2 nodes and replication factor of 2 results in a replica of each block
present on each node. This would allow the possibility that a single node
would do the work and yet be data local. It will probably happen if that
single node has the needed capacity. More nodes than the replication
factor are needed to force distribution of the processing.
On Jan 8, 2014 7:35 AM, "Ashish Jain" <[EMAIL PROTECTED]> wrote:
> I am sure that only one node is being used. I just know ran the job again
> and could see that CPU usage only for one server going high other server
> CPU usage remains constant and hence it means other node is not being used.
> Can someone help me to debug this issue?
> On Wed, Jan 8, 2014 at 5:04 PM, Ashish Jain <[EMAIL PROTECTED]> wrote:
>> Hello All,
>> I have a 2 node hadoop cluster running with a replication factor of 2. I
>> have a file of size around 1 GB which when copied to HDFS is replicated to
>> both the nodes.

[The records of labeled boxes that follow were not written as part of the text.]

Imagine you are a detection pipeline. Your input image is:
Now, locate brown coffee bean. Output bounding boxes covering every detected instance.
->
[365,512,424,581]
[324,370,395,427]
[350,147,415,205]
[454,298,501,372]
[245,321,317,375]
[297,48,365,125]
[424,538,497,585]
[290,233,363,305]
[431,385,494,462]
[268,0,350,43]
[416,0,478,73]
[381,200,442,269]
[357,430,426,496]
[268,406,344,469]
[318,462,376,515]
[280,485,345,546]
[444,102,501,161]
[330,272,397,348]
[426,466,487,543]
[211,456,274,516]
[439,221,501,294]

Seeing the block info I can see the file has been
>> subdivided into 8 parts which means it has been subdivided into 8 blocks
>> each of size 128 MB. I use this file as input to run the word count
>> program. Some how I feel only one node is doing all the work and the code
>> is not distributed to other node. How can I make sure code is distributed
>> to both the nodes? Also is there a log or GUI which can be used for this?
>> Please note I am using the latest stable release that is 2.2.0.